Correlation Between Boozt AB and Fast Retailing
Can any of the company-specific risk be diversified away by investing in both Boozt AB and Fast Retailing at the same time? Although using a correlation coefficient on its own may not help to predict future stock returns, this module helps to understand the diversifiable risk of combining Boozt AB and Fast Retailing into the same portfolio, which is an essential part of the fundamental portfolio management process.
By analyzing existing cross correlation between Boozt AB and Fast Retailing Co, you can compare the effects of market volatilities on Boozt AB and Fast Retailing and check how they will diversify away market risk if combined in the same portfolio for a given time horizon. You can also utilize pair trading strategies of matching a long position in Boozt AB with a short position of Fast Retailing. Check out your portfolio center. Please also check ongoing floating volatility patterns of Boozt AB and Fast Retailing.
Diversification Opportunities for Boozt AB and Fast Retailing
0.08 | Correlation Coefficient |
Significant diversification
The 3 months correlation between Boozt and Fast is 0.08. Overlapping area represents the amount of risk that can be diversified away by holding Boozt AB and Fast Retailing Co in the same portfolio, assuming nothing else is changed. The correlation between historical prices or returns on Fast Retailing and Boozt AB is a relative statistical measure of the degree to which these equity instruments tend to move together. The correlation coefficient measures the extent to which returns on Boozt AB are associated (or correlated) with Fast Retailing. Values of the correlation coefficient range from -1 to +1, where. The correlation of zero (0) is possible when the price movement of Fast Retailing has no effect on the direction of Boozt AB i.e., Boozt AB and Fast Retailing go up and down completely randomly.

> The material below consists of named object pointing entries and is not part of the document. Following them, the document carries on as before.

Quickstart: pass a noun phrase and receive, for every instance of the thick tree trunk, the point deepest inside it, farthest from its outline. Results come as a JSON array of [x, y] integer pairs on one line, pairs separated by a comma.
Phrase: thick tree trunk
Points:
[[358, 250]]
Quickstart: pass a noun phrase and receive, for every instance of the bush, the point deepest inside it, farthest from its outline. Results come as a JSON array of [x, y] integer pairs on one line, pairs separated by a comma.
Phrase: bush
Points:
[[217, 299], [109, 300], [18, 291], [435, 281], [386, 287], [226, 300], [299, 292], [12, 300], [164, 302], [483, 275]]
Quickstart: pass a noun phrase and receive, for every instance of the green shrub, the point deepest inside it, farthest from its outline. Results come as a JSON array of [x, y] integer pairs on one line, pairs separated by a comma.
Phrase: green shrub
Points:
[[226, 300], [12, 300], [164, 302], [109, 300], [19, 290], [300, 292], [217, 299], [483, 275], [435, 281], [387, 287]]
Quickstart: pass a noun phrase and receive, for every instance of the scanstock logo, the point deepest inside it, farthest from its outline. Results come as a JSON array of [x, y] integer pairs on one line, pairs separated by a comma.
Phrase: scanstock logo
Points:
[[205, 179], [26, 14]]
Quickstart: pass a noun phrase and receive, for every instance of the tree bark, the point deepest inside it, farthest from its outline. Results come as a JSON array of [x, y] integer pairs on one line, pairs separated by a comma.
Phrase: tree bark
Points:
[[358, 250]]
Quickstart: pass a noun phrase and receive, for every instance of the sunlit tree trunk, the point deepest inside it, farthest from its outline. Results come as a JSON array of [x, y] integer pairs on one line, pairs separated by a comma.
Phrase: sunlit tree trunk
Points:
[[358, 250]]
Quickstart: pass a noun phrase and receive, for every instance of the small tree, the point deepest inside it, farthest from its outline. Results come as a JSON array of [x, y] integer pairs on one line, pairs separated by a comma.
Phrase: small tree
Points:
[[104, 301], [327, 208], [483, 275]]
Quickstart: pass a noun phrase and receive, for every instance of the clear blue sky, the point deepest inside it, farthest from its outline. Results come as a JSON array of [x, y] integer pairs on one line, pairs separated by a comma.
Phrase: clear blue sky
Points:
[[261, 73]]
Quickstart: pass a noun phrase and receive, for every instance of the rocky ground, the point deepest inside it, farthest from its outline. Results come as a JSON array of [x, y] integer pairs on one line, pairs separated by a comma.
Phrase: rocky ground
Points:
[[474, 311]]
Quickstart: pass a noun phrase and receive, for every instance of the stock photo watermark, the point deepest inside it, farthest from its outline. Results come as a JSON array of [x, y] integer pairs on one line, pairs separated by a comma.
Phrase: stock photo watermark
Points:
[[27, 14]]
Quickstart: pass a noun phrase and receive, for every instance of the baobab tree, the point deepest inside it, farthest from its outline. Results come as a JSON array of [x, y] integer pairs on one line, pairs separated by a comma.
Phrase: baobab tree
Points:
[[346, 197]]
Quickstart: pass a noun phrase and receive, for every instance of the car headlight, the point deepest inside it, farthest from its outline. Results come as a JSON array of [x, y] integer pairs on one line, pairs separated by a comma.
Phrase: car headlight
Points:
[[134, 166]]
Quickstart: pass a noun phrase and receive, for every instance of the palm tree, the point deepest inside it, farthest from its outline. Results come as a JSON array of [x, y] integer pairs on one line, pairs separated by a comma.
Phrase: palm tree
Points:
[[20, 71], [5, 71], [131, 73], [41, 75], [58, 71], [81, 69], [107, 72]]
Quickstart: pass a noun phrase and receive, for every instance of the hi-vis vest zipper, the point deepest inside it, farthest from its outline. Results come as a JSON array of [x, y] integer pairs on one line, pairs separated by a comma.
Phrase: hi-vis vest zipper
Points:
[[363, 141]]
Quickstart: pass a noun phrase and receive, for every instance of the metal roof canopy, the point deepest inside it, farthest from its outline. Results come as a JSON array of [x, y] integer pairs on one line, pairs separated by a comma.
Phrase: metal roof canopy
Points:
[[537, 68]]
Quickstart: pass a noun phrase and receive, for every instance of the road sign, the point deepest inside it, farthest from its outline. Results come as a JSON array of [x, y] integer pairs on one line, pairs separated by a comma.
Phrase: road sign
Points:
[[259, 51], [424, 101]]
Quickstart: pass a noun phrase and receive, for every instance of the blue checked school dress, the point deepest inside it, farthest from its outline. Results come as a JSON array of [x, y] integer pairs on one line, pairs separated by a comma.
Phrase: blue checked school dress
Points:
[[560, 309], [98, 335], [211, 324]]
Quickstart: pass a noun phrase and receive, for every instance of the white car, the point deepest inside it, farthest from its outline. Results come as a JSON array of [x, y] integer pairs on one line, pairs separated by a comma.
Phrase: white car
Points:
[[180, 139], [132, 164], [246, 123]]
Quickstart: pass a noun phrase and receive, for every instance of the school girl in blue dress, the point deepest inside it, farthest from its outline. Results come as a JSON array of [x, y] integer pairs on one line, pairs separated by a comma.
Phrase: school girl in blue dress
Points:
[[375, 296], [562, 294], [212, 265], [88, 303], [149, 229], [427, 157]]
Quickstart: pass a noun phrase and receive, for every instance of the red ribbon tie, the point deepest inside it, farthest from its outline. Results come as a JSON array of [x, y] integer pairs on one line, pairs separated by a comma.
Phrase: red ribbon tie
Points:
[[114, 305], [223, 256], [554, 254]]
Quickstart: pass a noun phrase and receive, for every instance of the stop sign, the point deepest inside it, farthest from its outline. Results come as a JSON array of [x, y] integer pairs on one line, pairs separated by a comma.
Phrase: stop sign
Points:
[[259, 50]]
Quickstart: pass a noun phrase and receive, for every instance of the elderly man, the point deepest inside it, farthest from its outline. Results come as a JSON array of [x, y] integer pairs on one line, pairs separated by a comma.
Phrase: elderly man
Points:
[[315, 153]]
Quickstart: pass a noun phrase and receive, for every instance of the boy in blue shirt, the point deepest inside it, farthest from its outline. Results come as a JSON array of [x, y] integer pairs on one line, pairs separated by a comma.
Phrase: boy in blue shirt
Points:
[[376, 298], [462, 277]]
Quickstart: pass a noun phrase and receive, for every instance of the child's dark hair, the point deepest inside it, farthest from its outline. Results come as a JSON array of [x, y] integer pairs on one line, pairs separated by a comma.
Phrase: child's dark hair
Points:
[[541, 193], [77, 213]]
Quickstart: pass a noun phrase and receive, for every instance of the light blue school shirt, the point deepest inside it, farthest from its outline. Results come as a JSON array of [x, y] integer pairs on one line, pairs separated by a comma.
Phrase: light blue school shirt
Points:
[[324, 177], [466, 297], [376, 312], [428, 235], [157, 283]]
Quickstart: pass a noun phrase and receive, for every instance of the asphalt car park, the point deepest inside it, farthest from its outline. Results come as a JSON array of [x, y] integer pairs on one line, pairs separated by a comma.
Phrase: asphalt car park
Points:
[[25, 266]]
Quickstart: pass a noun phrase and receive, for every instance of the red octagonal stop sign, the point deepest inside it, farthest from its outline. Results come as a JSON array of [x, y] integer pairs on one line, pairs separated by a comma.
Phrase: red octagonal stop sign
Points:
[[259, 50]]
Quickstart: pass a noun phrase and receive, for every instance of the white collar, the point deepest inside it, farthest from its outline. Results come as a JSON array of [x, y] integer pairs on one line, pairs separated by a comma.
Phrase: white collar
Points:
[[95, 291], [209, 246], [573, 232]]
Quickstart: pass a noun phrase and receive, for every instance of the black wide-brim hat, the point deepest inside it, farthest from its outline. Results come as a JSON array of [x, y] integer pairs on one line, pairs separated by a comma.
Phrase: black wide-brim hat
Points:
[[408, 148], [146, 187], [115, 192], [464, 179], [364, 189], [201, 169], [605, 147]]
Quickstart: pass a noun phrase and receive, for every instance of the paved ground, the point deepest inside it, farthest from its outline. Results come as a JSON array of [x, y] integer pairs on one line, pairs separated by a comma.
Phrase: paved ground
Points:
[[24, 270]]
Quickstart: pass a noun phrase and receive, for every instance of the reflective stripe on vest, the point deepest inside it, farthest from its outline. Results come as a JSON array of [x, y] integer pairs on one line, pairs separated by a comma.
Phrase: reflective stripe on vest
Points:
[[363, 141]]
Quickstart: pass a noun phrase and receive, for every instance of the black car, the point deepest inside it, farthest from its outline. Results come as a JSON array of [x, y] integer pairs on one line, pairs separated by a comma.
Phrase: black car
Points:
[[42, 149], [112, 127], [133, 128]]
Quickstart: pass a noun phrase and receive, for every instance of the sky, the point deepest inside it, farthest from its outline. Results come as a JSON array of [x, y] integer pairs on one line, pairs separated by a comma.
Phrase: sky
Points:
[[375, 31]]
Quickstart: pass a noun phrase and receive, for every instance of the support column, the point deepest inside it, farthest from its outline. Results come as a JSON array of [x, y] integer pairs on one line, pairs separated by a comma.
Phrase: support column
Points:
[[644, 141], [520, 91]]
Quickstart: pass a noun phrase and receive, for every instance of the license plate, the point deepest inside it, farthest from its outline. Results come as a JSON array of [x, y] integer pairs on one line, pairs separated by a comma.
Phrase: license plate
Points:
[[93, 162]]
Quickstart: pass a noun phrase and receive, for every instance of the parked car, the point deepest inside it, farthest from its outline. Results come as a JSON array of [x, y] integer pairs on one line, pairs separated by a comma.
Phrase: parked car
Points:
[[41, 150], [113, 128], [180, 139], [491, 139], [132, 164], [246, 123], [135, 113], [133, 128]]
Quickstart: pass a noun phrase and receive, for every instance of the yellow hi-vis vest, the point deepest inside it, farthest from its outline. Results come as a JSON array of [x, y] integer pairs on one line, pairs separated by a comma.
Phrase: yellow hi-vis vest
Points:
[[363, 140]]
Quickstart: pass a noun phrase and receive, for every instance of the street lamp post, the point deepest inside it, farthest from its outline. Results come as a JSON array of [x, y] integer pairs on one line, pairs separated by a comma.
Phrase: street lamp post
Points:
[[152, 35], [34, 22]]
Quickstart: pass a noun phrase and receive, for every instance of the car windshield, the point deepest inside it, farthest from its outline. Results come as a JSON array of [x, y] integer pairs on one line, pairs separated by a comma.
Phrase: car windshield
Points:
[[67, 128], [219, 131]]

Pair Corralation between Boozt AB and Fast Retailing
Assuming the 90 days trading horizon Boozt AB is expected to generate 1.07 times more return on investment than Fast Retailing. However, Boozt AB is 1.07 times more volatile than Fast Retailing Co. It trades about 0.1 of its potential returns per unit of risk. Fast Retailing Co is currently generating about -0.1 per unit of risk. If you would invest 8,555 in Boozt AB on July 7, 2025 and sell it today you would earn a total of 1,380 from holding Boozt AB or generate 16.13% return on investment over 90 days.
Time Period | 3 Months [change] |
Direction | Moves Together |
Strength | Insignificant |
Accuracy | 98.48% |
Values | Daily Returns |
Boozt AB vs. Fast Retailing Co
Performance |
Timeline |
Boozt AB |
Fast Retailing |
Boozt AB and Fast Retailing Volatility Contrast
Predicted Return Density |
Returns |
Pair Trading with Boozt AB and Fast Retailing
The main advantage of trading using opposite Boozt AB and Fast Retailing positions is that it hedges away some unsystematic risk. Because of two separate transactions, even if Boozt AB position performs unexpectedly, Fast Retailing can make up some of the losses. Pair trading also minimizes risk from directional movements in the market. For example, if an entire industry or sector drops because of unexpected headlines, the short position in Fast Retailing will offset losses from the drop in Fast Retailing's long position.The idea behind Boozt AB and Fast Retailing Co pairs trading is to make the combined position market-neutral, meaning the overall market's direction will not affect its win or loss (or potential downside or upside). This can be achieved by designing a pairs trade with two highly correlated stocks or equities that operate in a similar space or sector, making it possible to obtain profits through simple and relatively low-risk investment.Fast Retailing vs. Aritzia | Fast Retailing vs. Boozt AB | Fast Retailing vs. Citi Trends | Fast Retailing vs. Fast Retailing Co |
Check out your portfolio center.Note that this page's information should be used as a complementary analysis to find the right mix of equity instruments to add to your existing portfolios or create a brand new portfolio. You can also try the Global Markets Map module to get a quick overview of global market snapshot using zoomable world map. Drill down to check world indexes.